J’avais retrouvé le sentiment… Il me sembla que je saurais le faire volontairement, désormais, si je le souhaitais, mais ce n’était pas un sentiment que l’on peut souhaiter éprouver en permanence. Pourquoi revenait-il ? Et précisément en cet instant ? Je me laissai glisser au sol. Edward s’approcha. Mon esprit s’était ouvert à lui. Il y lisait ce que j’éprouvais. M’attirant contre lui, il me berça.
Dans ma pensée, un oiseau prenait son envol vers un ciel d’azur. Et il y avait de la joie.
Tu l’as vu, cela aussi, Edward, n’est-ce pas ?
Il acquiesça.
Alors pourquoi ne puis-je pas être sûre… je ne sais pas si c’est ce que l’esprit de cet enfant cherchait à me dire ou bien si c’est mon propre désir qui a créé ces images. Je voulais, de toutes mes forces, aider cet oiseau… est-ce qu’inconsciemment, je n’aurais pas pu… ?
Edward plissa les yeux.
C’était un souvenir, Bella. Tu n’as rien créé. C’est ce qu’il s’est réellement passé dans le passé de ce petit garçon. Rien de plus.
Je regardai vers l’immense voûte de nuit.
Et cette joie ? Ce sentiment de joie infinie que j’ai éprouvé ? D’où venait-il ?
Mon mari passa sa main contre mon cou.
Ça… je ne peux pas le dire avec certitude. La joie que l’enfant a éprouvée à voir l’oiseau partir… la tienne… celle de ce que tu ressentais, ta certitude d’agir comme il le fallait, ou bien encore… le soulagement. Le tien ou peut-être… le sien.

Les pensées d’Edward appelaient, dans son esprit, des souvenirs. Sans paroles, il me raconta alors, comment il avait, lui-même, éprouvé une sensation très semblable. Il y avait bien longtemps...
Je le vis, pénétrant dans une petite maison, par une fenêtre entre-ouverte. Il avait soif. Son esprit était confus. Il cherchait à savoir ce pourquoi il était fait, il voulait l’éprouver par lui-même, malgré les recommandations et l’exemple de Carlisle. Dans une chambre, il avait découvert une vieille femme qui paraissait endormie.
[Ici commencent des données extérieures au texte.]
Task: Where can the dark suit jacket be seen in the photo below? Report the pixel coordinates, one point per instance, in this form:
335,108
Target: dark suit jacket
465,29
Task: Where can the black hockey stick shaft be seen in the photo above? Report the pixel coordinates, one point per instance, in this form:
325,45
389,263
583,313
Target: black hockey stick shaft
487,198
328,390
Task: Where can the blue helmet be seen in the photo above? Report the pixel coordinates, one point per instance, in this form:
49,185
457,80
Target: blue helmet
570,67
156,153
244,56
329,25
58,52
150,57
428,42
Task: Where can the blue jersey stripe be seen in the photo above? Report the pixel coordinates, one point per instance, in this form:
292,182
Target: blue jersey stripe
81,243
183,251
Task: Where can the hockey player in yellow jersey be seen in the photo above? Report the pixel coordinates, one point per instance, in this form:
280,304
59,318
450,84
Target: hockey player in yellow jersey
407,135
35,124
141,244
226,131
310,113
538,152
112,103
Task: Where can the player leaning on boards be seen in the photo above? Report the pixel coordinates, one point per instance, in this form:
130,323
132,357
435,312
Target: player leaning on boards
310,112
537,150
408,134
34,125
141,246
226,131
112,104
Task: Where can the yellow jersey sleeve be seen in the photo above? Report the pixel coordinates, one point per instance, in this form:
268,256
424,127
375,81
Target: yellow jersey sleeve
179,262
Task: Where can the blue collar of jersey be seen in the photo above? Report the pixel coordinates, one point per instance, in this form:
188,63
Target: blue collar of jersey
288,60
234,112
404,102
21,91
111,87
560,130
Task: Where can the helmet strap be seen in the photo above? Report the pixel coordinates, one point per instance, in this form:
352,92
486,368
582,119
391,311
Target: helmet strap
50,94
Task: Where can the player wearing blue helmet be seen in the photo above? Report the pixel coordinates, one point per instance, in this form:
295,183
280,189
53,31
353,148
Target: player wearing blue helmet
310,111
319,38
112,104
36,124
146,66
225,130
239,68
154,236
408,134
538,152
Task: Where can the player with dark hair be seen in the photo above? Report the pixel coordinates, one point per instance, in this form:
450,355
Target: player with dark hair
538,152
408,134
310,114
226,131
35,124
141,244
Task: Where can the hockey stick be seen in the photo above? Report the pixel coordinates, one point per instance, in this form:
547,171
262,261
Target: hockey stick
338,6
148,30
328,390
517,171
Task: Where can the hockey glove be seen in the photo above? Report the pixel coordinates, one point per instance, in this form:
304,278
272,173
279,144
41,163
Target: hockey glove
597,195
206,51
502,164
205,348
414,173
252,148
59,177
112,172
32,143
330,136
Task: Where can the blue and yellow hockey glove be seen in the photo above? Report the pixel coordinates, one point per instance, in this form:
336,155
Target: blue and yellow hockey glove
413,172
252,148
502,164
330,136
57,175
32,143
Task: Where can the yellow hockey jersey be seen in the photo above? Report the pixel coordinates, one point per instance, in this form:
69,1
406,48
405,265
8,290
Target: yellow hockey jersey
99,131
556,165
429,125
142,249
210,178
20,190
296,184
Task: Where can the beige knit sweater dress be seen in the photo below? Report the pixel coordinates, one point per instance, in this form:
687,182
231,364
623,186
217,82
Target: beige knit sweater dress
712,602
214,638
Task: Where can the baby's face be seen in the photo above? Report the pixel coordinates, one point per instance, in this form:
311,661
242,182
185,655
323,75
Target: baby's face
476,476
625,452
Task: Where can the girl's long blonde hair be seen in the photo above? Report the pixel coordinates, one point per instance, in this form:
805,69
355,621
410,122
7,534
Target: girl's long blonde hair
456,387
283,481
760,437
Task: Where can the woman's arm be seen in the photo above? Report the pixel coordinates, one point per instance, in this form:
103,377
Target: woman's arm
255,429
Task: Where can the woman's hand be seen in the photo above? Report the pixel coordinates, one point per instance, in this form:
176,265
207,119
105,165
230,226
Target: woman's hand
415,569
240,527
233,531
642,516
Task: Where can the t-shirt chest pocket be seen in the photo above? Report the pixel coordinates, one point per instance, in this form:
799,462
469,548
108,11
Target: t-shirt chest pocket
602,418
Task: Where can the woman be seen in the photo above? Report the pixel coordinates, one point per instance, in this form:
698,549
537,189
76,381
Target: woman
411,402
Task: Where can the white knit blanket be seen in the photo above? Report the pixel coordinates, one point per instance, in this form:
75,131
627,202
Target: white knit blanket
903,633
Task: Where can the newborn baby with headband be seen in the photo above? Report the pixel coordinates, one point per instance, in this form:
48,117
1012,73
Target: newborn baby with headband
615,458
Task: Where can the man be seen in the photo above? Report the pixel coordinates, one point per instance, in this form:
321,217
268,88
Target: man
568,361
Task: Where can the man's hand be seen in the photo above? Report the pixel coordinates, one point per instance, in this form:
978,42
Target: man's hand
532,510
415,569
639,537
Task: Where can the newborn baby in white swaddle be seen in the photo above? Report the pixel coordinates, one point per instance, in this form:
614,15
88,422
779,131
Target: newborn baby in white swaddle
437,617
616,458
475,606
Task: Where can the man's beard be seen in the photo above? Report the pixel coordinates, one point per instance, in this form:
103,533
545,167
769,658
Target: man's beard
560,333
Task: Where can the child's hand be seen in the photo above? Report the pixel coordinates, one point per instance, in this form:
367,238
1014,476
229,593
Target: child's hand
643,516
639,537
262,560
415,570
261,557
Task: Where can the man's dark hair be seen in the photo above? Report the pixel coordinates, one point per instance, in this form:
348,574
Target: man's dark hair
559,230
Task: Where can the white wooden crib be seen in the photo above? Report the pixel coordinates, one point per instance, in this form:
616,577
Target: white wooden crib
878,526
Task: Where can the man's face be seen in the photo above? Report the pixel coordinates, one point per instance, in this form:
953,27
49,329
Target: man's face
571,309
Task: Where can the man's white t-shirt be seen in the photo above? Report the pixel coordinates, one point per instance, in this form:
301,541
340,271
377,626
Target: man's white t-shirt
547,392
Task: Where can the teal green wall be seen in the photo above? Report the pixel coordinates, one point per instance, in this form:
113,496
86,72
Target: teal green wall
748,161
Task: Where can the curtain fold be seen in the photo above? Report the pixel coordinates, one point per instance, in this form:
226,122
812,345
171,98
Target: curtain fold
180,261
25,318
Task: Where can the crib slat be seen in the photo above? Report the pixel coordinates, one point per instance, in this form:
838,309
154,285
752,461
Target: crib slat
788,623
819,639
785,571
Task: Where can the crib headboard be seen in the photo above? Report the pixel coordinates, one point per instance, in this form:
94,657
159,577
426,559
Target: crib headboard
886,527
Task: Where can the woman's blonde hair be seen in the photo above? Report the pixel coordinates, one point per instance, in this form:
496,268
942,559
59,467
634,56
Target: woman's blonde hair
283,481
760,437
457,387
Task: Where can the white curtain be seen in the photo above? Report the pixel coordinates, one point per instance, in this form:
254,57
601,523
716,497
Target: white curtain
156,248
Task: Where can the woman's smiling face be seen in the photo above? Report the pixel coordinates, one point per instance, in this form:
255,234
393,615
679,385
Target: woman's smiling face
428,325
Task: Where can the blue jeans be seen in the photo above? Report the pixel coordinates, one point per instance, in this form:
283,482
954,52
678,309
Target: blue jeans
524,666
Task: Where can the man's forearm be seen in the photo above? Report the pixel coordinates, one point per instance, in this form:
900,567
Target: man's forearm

Il n’y avait personne d’autre dans la maison. Son premier réflexe avait été de s’en aller. Même s’il avait pu l’envisager de prime abord, il ne voulait pas s’attaquer à cet être humain fragile et inoffensif. Mais il avait capté une pensée. La vieille femme ne dormait pas. Et elle le regardait. Elle souriait ! Elle était usée et épuisée, si lasse. Pourtant, la mort ne venait pas… Jusqu’à ce jour. Edward avait été frappé de la joie que ressentait cette femme, face à celui qu’elle prenait pour sa mort… Et c’était un ange qui venait la chercher. Elle y avait toujours cru ! Elle l’appelait, lui demandait de la délivrer. Avec une telle force, avec un tel désir ! Il était bouleversé. Il avait tourné les talons, puis s’était ravisé, car le désespoir qu’il avait capté alors lui avait déchiré l’âme. Elle était le premier être humain dont Edward avait pris la vie, avant de tenter de renoncer à boire le sang des hommes, puis de chercher à concilier sa nature et sa conscience en ne s’attaquant qu’à des criminels, sans parvenir jamais à trouver la paix dans ce mode d’existence… Il n’en avait jamais parlé à personne. Pas même à Carlisle. Car cela avait été la seule fois où il avait donné la mort à un être humain qui l’avait reçue avec joie. Et cette idée… avait été plus difficile à supporter que toute autre pour lui.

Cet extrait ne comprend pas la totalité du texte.